Opinion
Civil Action No. 09-700.
October 5, 2010
MEMORANDUM OPINION
Plaintiff, The Hutton Group, Inc., brings this breach of contract action against Defendants, Advantage Marketing International, Inc. (Advantage) and Harvey Slater, individually (Slater), arising out of Defendants' failure to deliver tickets Plaintiff had ordered for the 2008 Olympic Games.
Presently before this Court for disposition is a motion for summary judgment, brought by Defendant Slater. For the reasons that follow, the motion will be granted.
Facts
Plaintiff is a corporation which supplies tickets and corresponding services for sporting and entertainment events, such as the Olympics, Super Bowls, World Cup soccer and golf tournaments. Advantage is a corporation which is in the business of brokering tickets for sporting and entertainment events, such as those cited above. Slater is the sole shareholder, president and/or chief executive officer of Advantage. (Compl. ¶¶ 1-4; Answer ¶¶ 1-4; Slater Aff. ¶¶ 2-4.)
ECF No. 1 Ex. A; ECF No. 4; ECF No. 31 Ex. 1.
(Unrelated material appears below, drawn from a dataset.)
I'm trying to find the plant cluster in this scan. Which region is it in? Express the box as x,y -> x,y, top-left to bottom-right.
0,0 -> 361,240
Slater asserts that Advantage followed corporate formalities and held annual corporate meetings, maintained corporate minutes, remained in good standing with the State of Florida, used corporate bank accounts, and conducted business in the corporate name. No corporate funds were commingled with personal funds. (Slater Aff. ¶ 4.) Plaintiff responds that Slater opened a bank account with the Royal Bank of Scotland (RBS) in both his name and the name of his wife, Miriam; and further that he deposited funds advanced by Plaintiff to Advantage in this account. (Slater Aff. ¶ 18; Slater Dep. at 47-49.)
ECF No. 36.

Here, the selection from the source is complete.